Un trait familier de la vie juive traditionnelle est le lavage des mains. Dès le réveil, nous faisons des ablutions. Dans le livre de prières quotidiennes, la première des bénédictions du matin concerne le lavage des mains. Avant de consommer du pain, nous nous lavons les mains, en prononçant la même bénédiction. Les mains des Kohanim (les Prêtres) sont lavées par les Lévites avant qu’ils bénissent le peuple, les jours de fête.1

Cette pratique juive de se laver les mains tire sa source notamment dans la conclusion des instructions que D.ieu adresse à Moïse concernant l’édification du Sanctuaire. Nous y lisons la description d’un objet supplémentaire qu’il fallut confectionner : une fontaine de cuivre, sur un socle, placée dans la cour du Sanctuaire. Les prêtres l’utilisaient pour rincer leurs mains et leurs pieds avant d’entreprendre un quelconque service, comme celui des sacrifices.2

Pourquoi la description de cet élément a-t-elle été laissée pour la fin ? Tous les autres objets qui devaient être fabriqués pour le Sanctuaire – comme la Menorah et l’Autel, et même les vêtements des Kohanim – ont été décrits dans les deux parachas précédentes. Une des réponses pourrait être que la fontaine n’était pas utilisée directement pour le Service divin, l’ablution n’étant qu’une préparation à ce dernier. Il est donc normal que sa description figure à la fin.

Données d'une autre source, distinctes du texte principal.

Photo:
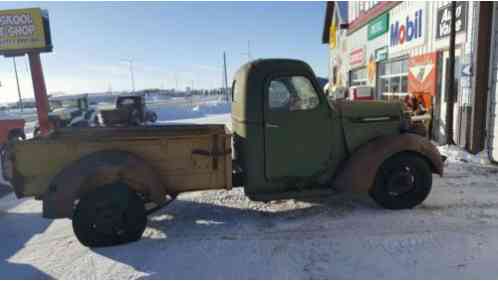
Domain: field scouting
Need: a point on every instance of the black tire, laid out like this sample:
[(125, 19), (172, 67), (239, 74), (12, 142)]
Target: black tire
[(402, 182), (111, 215)]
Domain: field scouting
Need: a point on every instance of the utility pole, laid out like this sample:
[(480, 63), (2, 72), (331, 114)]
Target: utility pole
[(17, 81), (176, 81), (130, 62), (225, 77), (450, 82), (248, 53)]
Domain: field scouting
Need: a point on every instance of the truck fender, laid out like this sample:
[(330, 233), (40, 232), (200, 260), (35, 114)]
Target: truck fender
[(97, 169), (359, 171)]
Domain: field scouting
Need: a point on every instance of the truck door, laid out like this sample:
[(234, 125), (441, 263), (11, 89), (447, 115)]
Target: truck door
[(297, 128)]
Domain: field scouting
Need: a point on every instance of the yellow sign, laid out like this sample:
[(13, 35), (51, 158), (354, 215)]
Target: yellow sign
[(22, 30)]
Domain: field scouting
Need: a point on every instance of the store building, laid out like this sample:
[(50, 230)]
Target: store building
[(401, 48), (492, 105)]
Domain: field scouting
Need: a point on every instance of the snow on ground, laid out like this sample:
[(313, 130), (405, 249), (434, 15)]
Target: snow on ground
[(221, 234)]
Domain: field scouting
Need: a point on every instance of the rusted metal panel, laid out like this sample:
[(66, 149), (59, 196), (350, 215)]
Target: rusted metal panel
[(358, 173)]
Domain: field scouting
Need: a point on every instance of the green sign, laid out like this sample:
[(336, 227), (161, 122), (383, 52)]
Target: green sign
[(381, 54), (378, 26)]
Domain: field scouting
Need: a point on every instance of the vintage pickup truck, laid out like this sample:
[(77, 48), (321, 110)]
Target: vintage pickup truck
[(288, 142)]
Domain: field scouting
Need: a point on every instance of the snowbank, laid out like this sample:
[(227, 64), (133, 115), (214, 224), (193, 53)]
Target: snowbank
[(456, 154)]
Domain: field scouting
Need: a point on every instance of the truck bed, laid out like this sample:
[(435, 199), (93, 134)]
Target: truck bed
[(182, 155)]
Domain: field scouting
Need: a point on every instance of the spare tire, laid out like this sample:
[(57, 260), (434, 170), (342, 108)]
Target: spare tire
[(111, 215)]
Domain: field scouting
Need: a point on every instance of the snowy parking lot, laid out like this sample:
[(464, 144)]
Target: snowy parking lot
[(221, 234)]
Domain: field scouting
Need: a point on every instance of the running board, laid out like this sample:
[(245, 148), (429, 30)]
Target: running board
[(295, 194)]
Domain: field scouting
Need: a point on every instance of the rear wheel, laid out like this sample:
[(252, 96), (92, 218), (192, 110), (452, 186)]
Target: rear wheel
[(111, 215), (16, 135), (402, 182)]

Cette fontaine était faite à partir des miroirs de cuivre que les femmes avaient apportés à Moïse comme offrande pour le Sanctuaire. Les Sages commentent que Moïse hésita d’abord à les accepter : un miroir n’est-il pas fait pour satisfaire le désir de la beauté physique ? Potentiellement, en poussant les choses à l’extrême, le miroir pourrait devenir un instrument du mauvais penchant. Cet objet pouvait-il donc appartenir au Saint Sanctuaire ? Et pourtant, D.ieu lui ordonna de les accepter. Comme nous le rapportent les Sages, D.ieu dit : « Ils Me sont plus précieux que toute autre chose. »3

Quelle est donc la relation entre les miroirs, si précieux pour D.ieu, et le la notion d’ablution des mains ?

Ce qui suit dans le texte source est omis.